While Nate figures the alert is probably just a custody dispute and suggests they let the police handle the case, Sam insists on pursuing the Honda. When it stops at a gas station and they see the driver go inside, she manages to peek inside the car and sees a little girl asleep in the back seat, making her all the more determined to continue the pursuit. The longer they give chase, the closer they get to rescuing the child, but the closer they also get to incurring the wrath of the sadistic criminal holding her hostage.
The End Result
Still, the realism of the scenario hits home more than the typical found footage ghost or monster story, even though the logistics of having the protagonists so far away from the villain for the majority of the movie minimize any chance for scares. There's also an admirable Hitchcockian element that for stretches feels like Rear Window at 60 miles per hour. The acting, which is key for this type of film, is solid enough to maintain the naturalness, albeit the bickering, circular nature of the dialogue makes it all feel a bit too realistic at times. One glaring lack of realism, however, is the absence of police support -- an understandably necessary plot device that nonetheless feels false (at least, I hope it is) and adds (intentionally?) to the sense of helplessness viewers feel throughout the film.

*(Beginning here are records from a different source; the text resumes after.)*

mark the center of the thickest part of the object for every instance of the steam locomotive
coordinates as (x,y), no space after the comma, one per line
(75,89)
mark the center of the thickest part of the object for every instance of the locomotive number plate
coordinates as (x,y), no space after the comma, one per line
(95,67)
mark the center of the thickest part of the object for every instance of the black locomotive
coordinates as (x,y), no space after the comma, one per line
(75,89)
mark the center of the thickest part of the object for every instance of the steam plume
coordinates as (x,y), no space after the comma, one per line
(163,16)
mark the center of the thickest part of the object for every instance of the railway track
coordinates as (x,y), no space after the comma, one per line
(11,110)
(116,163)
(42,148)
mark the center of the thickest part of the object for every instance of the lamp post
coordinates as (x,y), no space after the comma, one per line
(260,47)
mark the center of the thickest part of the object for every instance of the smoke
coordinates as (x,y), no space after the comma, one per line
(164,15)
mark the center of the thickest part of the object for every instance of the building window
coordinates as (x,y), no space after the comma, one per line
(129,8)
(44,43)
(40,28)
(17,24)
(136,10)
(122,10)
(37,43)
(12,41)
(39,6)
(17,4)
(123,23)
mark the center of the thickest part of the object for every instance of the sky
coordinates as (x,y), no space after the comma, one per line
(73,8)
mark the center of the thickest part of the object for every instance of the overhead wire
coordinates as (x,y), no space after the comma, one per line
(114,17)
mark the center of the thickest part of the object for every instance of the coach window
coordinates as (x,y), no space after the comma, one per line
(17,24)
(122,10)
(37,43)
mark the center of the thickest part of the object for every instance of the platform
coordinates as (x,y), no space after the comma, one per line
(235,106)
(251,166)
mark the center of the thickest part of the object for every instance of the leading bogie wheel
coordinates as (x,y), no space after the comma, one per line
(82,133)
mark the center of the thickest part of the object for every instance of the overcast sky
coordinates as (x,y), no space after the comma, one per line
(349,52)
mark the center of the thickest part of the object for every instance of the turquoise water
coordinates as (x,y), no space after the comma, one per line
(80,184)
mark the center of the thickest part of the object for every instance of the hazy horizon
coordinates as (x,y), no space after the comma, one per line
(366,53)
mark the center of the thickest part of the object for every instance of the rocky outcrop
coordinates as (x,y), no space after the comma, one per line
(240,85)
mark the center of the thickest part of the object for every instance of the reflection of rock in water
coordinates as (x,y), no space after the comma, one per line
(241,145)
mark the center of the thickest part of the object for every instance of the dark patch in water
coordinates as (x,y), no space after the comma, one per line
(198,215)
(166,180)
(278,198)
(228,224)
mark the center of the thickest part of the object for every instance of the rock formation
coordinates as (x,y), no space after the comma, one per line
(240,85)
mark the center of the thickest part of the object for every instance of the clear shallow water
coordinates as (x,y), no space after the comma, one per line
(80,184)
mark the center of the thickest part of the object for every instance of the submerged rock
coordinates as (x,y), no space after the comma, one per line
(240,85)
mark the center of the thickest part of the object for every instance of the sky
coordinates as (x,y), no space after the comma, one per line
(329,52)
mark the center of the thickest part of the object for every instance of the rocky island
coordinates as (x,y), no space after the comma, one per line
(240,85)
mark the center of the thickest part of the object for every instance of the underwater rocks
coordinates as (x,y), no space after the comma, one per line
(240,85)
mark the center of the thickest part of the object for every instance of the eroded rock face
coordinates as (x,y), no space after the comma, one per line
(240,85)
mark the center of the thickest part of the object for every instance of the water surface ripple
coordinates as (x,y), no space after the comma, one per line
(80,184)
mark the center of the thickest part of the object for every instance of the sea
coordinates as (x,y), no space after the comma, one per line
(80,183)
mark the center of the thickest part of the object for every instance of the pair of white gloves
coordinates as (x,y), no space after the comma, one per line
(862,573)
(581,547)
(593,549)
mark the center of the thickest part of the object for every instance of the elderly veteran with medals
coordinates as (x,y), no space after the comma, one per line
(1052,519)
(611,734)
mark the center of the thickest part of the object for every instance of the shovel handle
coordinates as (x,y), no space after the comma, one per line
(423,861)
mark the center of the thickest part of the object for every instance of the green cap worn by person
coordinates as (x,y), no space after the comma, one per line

Frustration may very well be the emotion first-time writer-director Kerry Bellessa wanted to instill, as it would certainly reflect the feelings of anyone whose loved one was kidnapped, but it doesn't make for a very entertaining experience -- especially when part of the frustration is the unfulfilled promise of the film. And at some point, you have to wonder if the whole thing feels a bit exploitive of the Amber Alert program.
- Acting: C+ (Solid, considering the characters are flat and their relationship not fleshed out.)
- Direction: C (Generates some tense moments, but they're too few and far between.)
- Script: D+ (An interesting concept goes underdeveloped.)
- Gore/Effects: C (None required in the plot.)
- Overall: C (A wonderfully conceived but frustratingly executed thriller.)
Amber Alert is directed by Kerry Bellessa and is rated R by the MPAA for some disturbing content and sexual references. Release date: November 2, 2012 (on demand October 1).